[DeTomaso] definition of insanity disproven...

Christopher Kimball chrisvkimball at msn.com
Mon Dec 27 18:44:11 EST 2010


I replaced my coil today and mounted the MSD box with screws using little springs on either side of the MSD box's mounting holes (kind of like tiny shock absorbers) so the box is isolated from direct vibrations from the car.

If it ever stops raining I'll take her for a test drive.

Sincerely,

Chris

From: MikeLDrew at aol.com
Date: Mon, 20 Dec 2010 01:17:57 -0500
Subject: Re: [DeTomaso] definition of insanity disproven...
To: chrisvkimball at msn.com
CC: detomaso at realbig.com



In a message dated 12/19/10 22 08 5, chrisvkimball at msn.com writes:







1) the MSD box itself is mounted on a surface covered with dynamat.  I discovered in the past that a couple of components needed their metal "body" grounded and the dynamat was only providing a partial ground, so I had to run separate ground wires to each individual compnent's chassis.  I assumed the big black ground wire for the MSD box would be sufficient, do it's metal cover is only touching the metal surface of the dynamat.  If I can get the car to not start again, I am planning to immeditely connect a solid ground to the MSD box's mounting holes to see if that makes the difference.

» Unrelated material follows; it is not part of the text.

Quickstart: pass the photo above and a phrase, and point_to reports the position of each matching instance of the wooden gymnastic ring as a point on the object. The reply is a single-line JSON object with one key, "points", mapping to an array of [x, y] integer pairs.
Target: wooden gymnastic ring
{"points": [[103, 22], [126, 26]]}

>>>The MSD box is supposed to be rubber-mounted, on the rubber 'feet' that are included with the box.   Solid-mounting the thing is just doom--as I found out when my Pantera wound up on the back of a tow truck.   I didn't know that the guy who put my car together had neglected to rubber-mount the box, so it shook itself to death internally.



The failure was intermittant--the engine sputtered, ran fine, quit, ran fine, then finally quit.   If your box isn't rubber mounted, then that might be a possible explanation.



And of course, rubber mounting isolates the box from ground.   The big black ground wire is the only ground you want/need.



>2) I have a trickle charger on the battery, and I wonder if the battery is less than a full charge if that might prevent the ignition from summoning enough power for that initial spark.  A slighly drained battery along with cold weather might be the culprit, if there were another weak link in the system.  Since I have been using the trickle charger over the past couple of days, the battery might be charged enough to temporarily overcome the problem.



>>>Trickle charging for just a day would be more than enough to fully charge your battery even if it was stone dead.